Ross was immoveable. He studied the poor man with all his concentration. I tried to copy him and look concerned, determined, and purposeful. Then the flashing beeping and burping of hi-tech equipment, and that horrid hospital smell sent me into another duck dive, this time to check the zipper catch on my boots.
This happened probably three or four times. I convinced myself that my boots had scuff marks that needed seeing to, that something was stuck in the heel, and that an annoying pebble had lodged under my big toe. I remembered being grateful that at least I was in a hospital so there were plenty of nurses around, plus there was probably a spare bed nearby in case I didn’t duck dive fast enough. Meanwhile, Ross resembled an Easter Island monolith as he studied the face of the poor dying man. I was grateful that he took charge.
We will never know what went on in the mind of that unfortunate man. I wondered if he could still make sense of most things around him. Perhaps he wondered, who is this blithering idiot? And why does he keep bobbing up and down? Maybe he thought, “Jeezus, have I gone to Hell already? Probably not. Hell doesn’t have harmless idiots like him and besides if this really is Hell it’s nowhere near as hot as I thought it would be.”
Soon, Ross suggested we all move out into a nearby waiting room. He told the rellies he thought the old man was not saying anything, nor was he trying to say anything, but was giving off involuntary movements of his mouth. He later told me that in the last years of his mother’s life, she was in and out of hospitals. Ross was completely used to all that equipment, and to the noxious smells. I let Ross do all the explaining as I hung back, a bit sheepish. Just to add a shred of credibility to my many duck dives, I bent down to pull up a sock that had bunched inside the boot. One of the old ladies came up to me and said she could recommend a good boot repairer.
Could the man have been trying to say something, but not in English? Could there have been a final plea in Greek or Farsi or Hungarian, perhaps?
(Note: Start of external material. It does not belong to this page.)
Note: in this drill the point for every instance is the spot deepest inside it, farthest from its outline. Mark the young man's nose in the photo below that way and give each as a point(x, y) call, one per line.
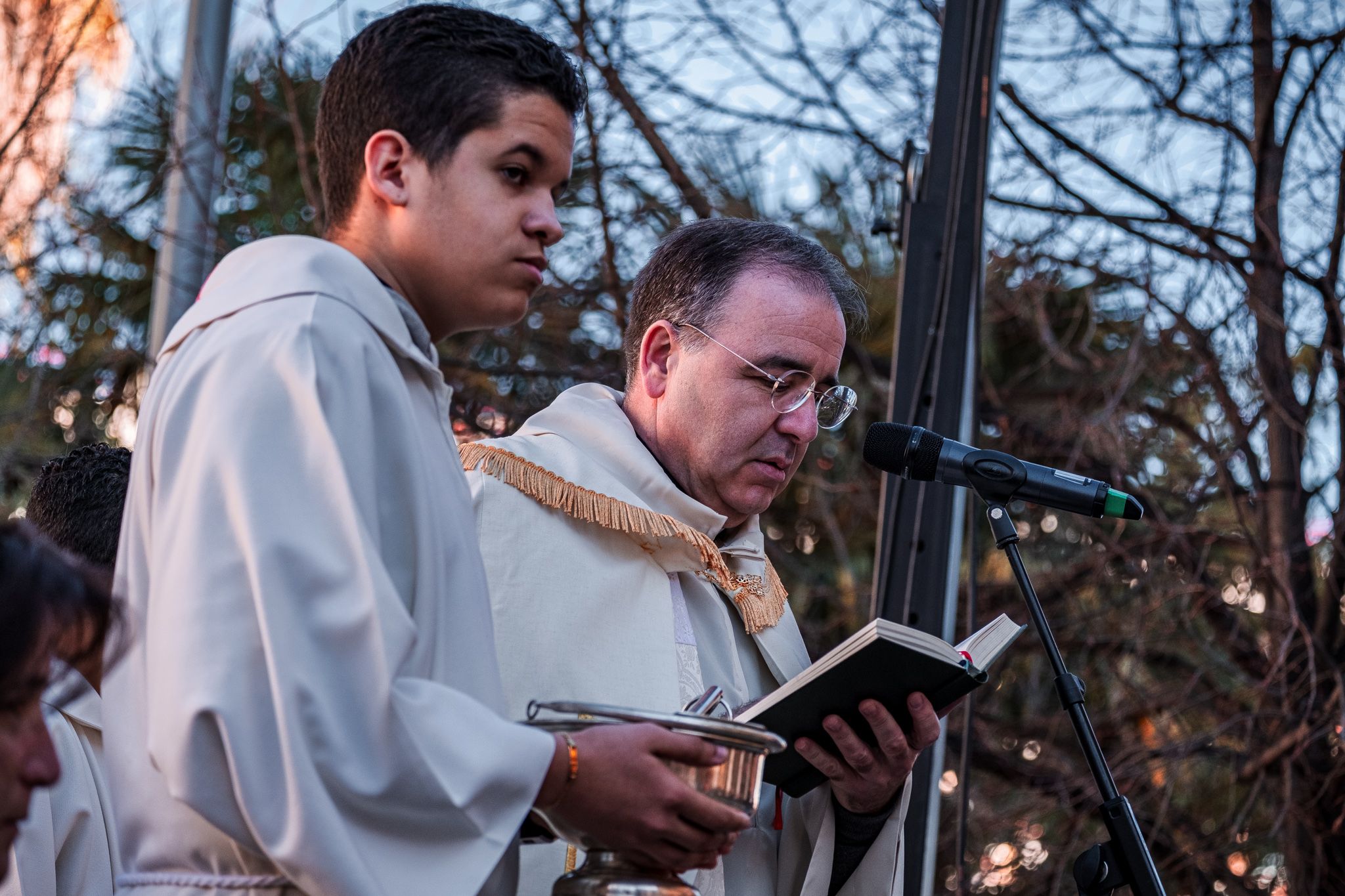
point(39, 766)
point(542, 223)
Ross doubted it. There was a difference between language and involuntary mouth movements, he said. The relatives were satisfied, and that was what counted.
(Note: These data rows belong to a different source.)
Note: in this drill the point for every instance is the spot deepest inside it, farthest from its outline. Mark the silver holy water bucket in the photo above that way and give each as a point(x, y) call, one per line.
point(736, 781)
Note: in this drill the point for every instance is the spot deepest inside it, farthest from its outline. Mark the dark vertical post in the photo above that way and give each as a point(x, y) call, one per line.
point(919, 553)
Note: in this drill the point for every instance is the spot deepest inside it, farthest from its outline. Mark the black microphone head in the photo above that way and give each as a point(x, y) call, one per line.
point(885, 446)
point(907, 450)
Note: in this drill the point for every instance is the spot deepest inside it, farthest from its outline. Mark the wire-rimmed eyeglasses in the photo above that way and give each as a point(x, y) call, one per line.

Lipreading is a fiendishly difficult art. It’s not the act of an oral fixation that zeroes in on glistening mouths and writhing wet tongues that caress brown stumps or gleaming white teeth straight out of a toothpaste ad. This is the first Freudian stage of psychosexual development, and I think we may safely leave that to the oralists. Lipreading is inspired guesswork. It’s about reading faces and bodies far more than reading lips. It’s about reading what’s going on in the moment, reading nuance and the environment. It’s about predicting what the person is likely to say. A popular example goes:
Where’s the baby?
I threw it out. Look in the recycling bin.
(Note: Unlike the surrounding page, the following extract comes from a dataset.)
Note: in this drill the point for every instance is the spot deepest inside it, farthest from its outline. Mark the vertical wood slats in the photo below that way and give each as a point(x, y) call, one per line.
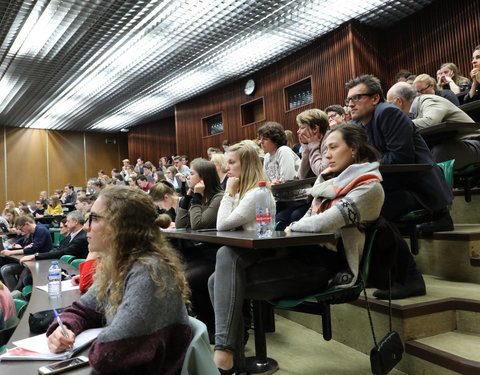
point(444, 31)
On the lips, PAPER and BABY are almost indistinguishable. But that’s only if you look at nothing but the lips. Looking at the environment will tell you if there was even a baby in the first place.
For that poor man, there wasn’t much in the environment. He can hardly have been aware of us. At least Ross gave his relatives some reassurance, and I gave them some involuntary light entertainment. In the end, maybe in his last moments, the doomed man might have liked a smoke, but if he couldn’t, then he might have enjoyed a discreet little snigger.